A short but noteworthy video has emerged (opens in new tab) of what appears to be a chunky twin-slot, twin-fan Intel Arc Alchemist graphics card. You can see the video in the tweet below. The sample picked up out of a box and man-handled looks like the exact component we wrote about yesterday in our Purported Intel Arc Alchemist Desktop Graphics Card Pictured article. It has the same appearance and finish, front and back. This leaked video adds weight to the previous pictorial leaks, though, of course, we recommend one or two grains of salt concerning these images being of a genuine so-called engineering sample (ES) that some have claimed it to be.
Just fyi I have no idea where this is from. pic.twitter.com/QEJs7D7TmbFebruary 5, 2022
In the brief embedded video clip above, you can see the scene starts with the Intel branded graphics card lying fans-down in sturdy enough but generic-looking packaging. Next, a hand swoops in to pick up the card by the cooling section of the shroud that extends beyond the PCB. Then we get to see the fan-side, PCB-side, and bracket for a few moments as the hand rotates the sample.
Unfortunately, Ayxerious' video is of relatively poor quality, even for Twitter. We grabbed the best quality video file available from the source, but it was only 640 x 352 pixels. Click on the image below to zoom in at some choice angles.
In yesterday's article about the leaked photos, we commented on the triple DisplayPort and single HDMI connector that are easy to spot here. It was evident from the pictures of this card shared yesterday that the PCB looks like it supports one each of a 6-pin and 8-pin power connector (for up to 300W).
Bionic Squash (opens in new tab) shared another leaked image today, exposing a nice clear picture of the PCB. It looks like the same engineering sample again – check the positioning of the black rubber stand-offs stuck to the card's PCB.

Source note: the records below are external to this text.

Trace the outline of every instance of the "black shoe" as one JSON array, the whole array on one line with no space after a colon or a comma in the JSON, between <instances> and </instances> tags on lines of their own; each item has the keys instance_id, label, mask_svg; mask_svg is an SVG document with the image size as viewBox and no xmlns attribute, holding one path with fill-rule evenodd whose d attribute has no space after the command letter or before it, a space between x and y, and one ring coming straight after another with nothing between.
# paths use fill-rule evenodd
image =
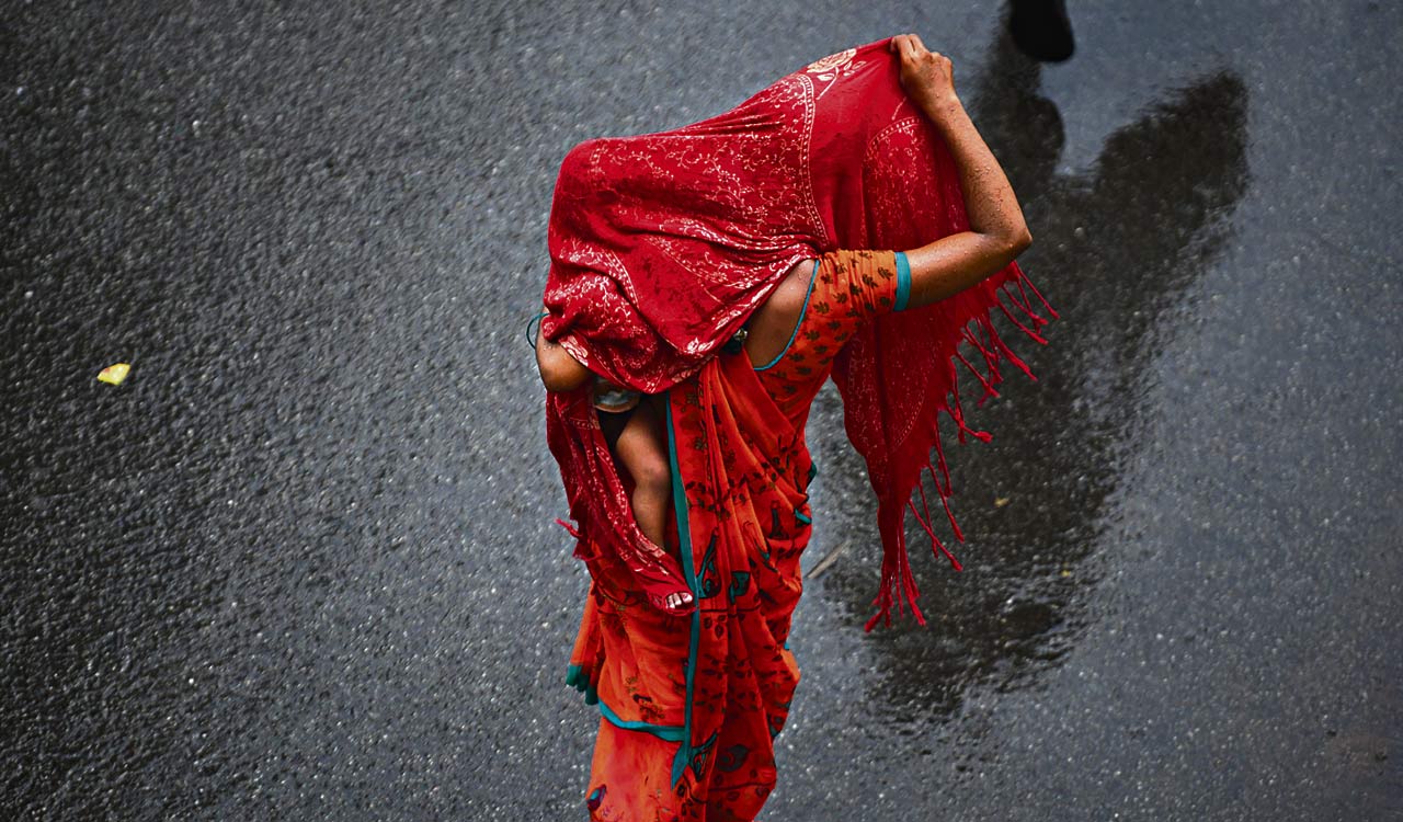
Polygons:
<instances>
[{"instance_id":1,"label":"black shoe","mask_svg":"<svg viewBox=\"0 0 1403 822\"><path fill-rule=\"evenodd\" d=\"M1020 52L1044 63L1061 63L1076 50L1066 0L1013 0L1009 34Z\"/></svg>"}]
</instances>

We can make more confident appraisals of further tech specs with a more precise image. It looks like there are going to be eight GDDR6 memory chips affixed to this PCB, presumably with a 256-bit interface. Also, there is evidence of at least 10 VRM phases being present. Lastly, this is undoubtedly one of the more significant Arc Alchemist GPUs on the way and might even be the top-end 512EU model, which allegedly challenges the Nvidia GeForce RTX 3070 Ti desktop card in performance terms.
There is a lot of pent-up excitement about the prospect of Intel joining the PC discrete graphics card market to make it a three-horse race worth watching. Unfortunately, Intel is far from a thoroughbred in GPUs, despite its long history with its iGPUs, which have come on leaps and bounds in recent years. It still has lots to prove in hardware and software support, but with strong-looking teams on both wings. Recent benchmarking leaks have provided some assurance regarding performance, but it is still very much a wait-and-see type of product, with performance and features that we can't take for granted.